Analogous to the role of our parents and teachers, training data annotation drives the learning process toward competent action. Annotation is the crucial link between the ML system and its operational world, and accurate and complete annotation is the only way an ML system can learn to perform well.
So, learning encodings can be considered a collaborative process between humans and machines: humans provide system design and annotated training data, and ML systems create ‘knowledge’ in the form of optimized parameter sets.
The relative contribution of humans and machines to learning encodings depends on the ML architecture. Some architectures require a relatively limited contribution from humans to build, train, and operate. Other architectures require more. Let’s discuss three examples.
Dense Architectures
One way to design an ML system is to use layers of fully connected units. The dense arrays of parameters used by these systems represent a ‘blank slate’ that can be trained to implement nearly any required layer-to-layer encodings. This makes them widely useful, because the architecture is not tailored to a particular application.
The human contributions to learning encodings with this architecture are relatively limited. The architecture itself can be simply specified in terms of numbers of units and layers. While sufficient quantities of accurately labeled training data are essential, the annotation process tends to involve only simple labeling, since the network can accept the input data in essentially any form.

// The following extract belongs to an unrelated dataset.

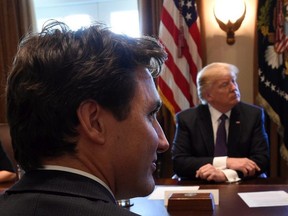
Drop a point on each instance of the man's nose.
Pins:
(163, 142)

The limited human knowledge contribution for this architecture puts a greater burden on Machine Learning. For example, if the input data is raw pixels, the ML system will have to learn for itself the layer encodings that reflect important features such as edges, lines, and shapes. This leads to a requirement for large amounts of training data, that grows rapidly as the complexity of the ML task increases. In some applications, this architecture may require too many parameters and too much training data to allow it to be trained within practically available time and computing resources.
Structured Architectures
Dense architectures make essentially no assumptions about the operational domain. This makes these systems broadly applicable, but it limits the complexity of the tasks they can handle.
More structured ML architectures are tailored to particular applications. These systems can give an ML system a head start, reducing what it needs to learn from training data. This allows the systems to scale and perform better.
Sequence models used for Natural Language Processing (NLP) is an example of a more structured ML architecture. These systems are designed to encode how patterns of words in an input relate to patterns of words in the output. For example, the input might be a sentence written in French and the output a translation of that sentence into English:
In this example the ML system learns to encode the French sentence to produce an internal encoding. It then learns to decode the sentence into the appropriate English sentence. In order to learn effective encoding and decoding, the ML system is specifically structured to take into account word patterns in long sequences, and to map patterns in one language to patterns in another language. The diagram shows that in this architecture, input word sequences are continuously translated to output sequences, using previously translated words to help with the translation.
Human contributions are relatively high for structured architectures. Complex design is required. Natural Language Processing systems are typically designed with hierarchies of subsystems, and they can have billions of parameters.
Training data for Natural Language Processing systems requires high levels of human-provided information, and often millions of examples. In applications such as sentiment analysis, efficient annotation is essential. Millions of human-translated examples are required to train translators such as the example above, and they are only feasible because large amounts of translated data are available in digital form.
Autoencoders
Autoencoders are a special type of ML system that might use a dense architecture, but typically use structured architectures. Human contribution is reduced in either case, however, since autoencoders do not require labeled training data.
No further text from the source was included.